December 22, 2018 at 9:49 am PST / 17:49 UT

The Moon and Sun opposed at 00°49' Cancer/Capricorn

imageThis last lunation of the year sets a warm tone for the holiday season: a "long night's moon," just a day after winter solstice, shining from Luna's own nurturing sign of Cancer. If you remember, we began the year with a Cancer Full Moon right on New Year's Day, so the first and last lunations of 2018 happen to be Cancer Full Moons. We begin and end the year with this sign of home and family highlighted.
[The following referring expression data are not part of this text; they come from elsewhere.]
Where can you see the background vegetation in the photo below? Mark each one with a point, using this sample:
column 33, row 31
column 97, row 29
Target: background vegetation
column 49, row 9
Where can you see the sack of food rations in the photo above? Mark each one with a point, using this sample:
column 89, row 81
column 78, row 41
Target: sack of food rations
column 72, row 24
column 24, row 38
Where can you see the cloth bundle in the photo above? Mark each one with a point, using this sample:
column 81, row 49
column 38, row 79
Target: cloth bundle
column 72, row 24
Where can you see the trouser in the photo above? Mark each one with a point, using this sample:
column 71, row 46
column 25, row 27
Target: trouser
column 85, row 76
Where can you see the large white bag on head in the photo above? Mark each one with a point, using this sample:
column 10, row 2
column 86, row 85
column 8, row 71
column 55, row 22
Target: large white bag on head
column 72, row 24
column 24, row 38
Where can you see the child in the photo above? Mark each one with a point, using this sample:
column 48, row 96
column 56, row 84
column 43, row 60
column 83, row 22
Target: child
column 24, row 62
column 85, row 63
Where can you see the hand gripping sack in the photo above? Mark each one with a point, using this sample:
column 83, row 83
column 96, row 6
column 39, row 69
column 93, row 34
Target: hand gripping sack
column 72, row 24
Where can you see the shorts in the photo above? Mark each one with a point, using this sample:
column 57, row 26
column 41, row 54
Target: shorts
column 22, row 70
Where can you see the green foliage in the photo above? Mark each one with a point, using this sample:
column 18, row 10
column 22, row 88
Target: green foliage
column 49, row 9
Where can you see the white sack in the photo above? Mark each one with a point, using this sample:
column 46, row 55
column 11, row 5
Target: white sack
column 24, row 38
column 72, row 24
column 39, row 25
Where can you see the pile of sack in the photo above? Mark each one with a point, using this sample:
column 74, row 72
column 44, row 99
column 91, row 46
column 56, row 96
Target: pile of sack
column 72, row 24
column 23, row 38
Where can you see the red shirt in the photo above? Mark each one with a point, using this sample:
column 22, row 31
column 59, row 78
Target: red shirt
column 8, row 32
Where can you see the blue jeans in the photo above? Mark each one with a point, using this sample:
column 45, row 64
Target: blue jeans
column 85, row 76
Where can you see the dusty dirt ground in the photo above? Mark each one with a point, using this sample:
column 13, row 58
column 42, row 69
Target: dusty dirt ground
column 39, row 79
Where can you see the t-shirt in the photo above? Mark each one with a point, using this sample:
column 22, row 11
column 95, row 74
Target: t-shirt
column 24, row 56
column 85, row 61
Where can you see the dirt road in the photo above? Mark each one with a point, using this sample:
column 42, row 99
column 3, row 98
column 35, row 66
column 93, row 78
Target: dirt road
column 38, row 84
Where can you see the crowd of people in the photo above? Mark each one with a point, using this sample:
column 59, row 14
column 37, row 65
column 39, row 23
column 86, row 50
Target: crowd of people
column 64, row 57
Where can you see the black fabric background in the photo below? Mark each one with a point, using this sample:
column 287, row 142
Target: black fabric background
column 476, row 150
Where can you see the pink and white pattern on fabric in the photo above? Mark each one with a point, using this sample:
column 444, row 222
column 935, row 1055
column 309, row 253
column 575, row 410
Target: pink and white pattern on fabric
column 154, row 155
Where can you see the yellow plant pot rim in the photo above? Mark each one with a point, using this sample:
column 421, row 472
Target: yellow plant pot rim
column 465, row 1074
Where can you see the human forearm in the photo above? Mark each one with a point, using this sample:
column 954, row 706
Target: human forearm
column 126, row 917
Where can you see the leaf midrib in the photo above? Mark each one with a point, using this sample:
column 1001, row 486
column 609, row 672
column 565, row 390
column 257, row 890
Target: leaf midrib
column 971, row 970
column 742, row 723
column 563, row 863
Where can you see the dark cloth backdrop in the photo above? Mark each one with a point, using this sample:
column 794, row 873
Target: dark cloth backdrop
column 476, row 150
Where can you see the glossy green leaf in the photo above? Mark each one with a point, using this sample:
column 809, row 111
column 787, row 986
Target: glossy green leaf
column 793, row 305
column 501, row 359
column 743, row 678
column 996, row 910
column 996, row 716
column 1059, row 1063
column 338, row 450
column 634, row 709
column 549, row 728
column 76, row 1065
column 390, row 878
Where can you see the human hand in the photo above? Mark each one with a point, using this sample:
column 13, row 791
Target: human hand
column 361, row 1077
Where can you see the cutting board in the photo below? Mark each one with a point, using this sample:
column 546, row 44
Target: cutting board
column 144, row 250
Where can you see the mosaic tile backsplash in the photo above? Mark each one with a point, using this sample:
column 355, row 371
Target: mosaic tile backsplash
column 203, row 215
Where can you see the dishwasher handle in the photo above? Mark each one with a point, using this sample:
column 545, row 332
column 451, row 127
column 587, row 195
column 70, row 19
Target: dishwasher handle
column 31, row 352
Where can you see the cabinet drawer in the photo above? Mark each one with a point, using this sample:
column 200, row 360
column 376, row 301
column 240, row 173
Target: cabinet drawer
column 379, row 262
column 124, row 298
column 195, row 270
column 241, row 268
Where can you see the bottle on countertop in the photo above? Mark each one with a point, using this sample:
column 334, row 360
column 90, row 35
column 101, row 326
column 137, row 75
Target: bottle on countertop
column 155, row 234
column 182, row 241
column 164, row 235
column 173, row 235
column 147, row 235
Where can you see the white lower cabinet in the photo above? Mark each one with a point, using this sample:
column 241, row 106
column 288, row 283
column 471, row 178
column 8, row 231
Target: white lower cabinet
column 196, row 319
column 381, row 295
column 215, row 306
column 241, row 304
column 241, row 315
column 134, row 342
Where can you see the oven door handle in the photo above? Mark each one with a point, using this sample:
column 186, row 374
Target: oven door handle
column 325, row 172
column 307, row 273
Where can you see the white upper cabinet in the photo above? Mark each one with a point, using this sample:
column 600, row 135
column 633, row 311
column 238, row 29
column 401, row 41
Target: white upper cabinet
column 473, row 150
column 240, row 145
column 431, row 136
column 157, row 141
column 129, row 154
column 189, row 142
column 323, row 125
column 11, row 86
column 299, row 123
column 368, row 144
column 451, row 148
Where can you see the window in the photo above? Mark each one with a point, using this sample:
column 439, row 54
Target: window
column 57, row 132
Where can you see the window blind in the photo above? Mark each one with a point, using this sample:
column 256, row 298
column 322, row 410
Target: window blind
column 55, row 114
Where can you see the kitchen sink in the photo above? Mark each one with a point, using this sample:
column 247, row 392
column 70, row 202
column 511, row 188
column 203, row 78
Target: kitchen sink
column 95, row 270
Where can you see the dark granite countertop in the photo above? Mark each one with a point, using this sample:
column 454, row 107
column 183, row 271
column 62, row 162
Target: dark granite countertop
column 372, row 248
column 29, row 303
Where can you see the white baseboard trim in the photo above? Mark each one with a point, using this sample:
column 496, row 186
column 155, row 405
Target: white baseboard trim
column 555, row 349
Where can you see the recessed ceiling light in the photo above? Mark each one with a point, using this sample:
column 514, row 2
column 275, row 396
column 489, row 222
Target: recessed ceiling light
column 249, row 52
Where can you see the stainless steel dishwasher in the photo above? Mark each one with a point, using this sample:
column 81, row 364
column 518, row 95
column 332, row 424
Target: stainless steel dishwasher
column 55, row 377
Comforting, Compassionate, Sometimes Cranky-Pants Cancer

The bright side of Moon-ruled Cancer illuminates all things cozy and warm: close friends and family, that innermost circle of intimacy where emotional support can be found, where we can retreat and recover from the harsh, demanding world. Cancer has a long memory and can be rather moody, so watch out for a tendency to dwell on the ghosts of the past, to compare this year's festivities with past holidays, leaving a wake of loneliness, regret and sorrow. Keep an eye on irritability. For all the joy the holidays are supposed to bring, it can be a rough time, Saturn's higher ideal is to prod us to face reality, deal with our problems, not run from them — yet not get swallowed up by them either!overflowing with busyness, unwise spending and other over-indulgences, and too many gatherings. So use the best aspects of the Cancer Full Moon to be a good mother to your self: eat well, say no when you must, take your vitamins and immune supplements, get enough rest, and keep up the exercise routines.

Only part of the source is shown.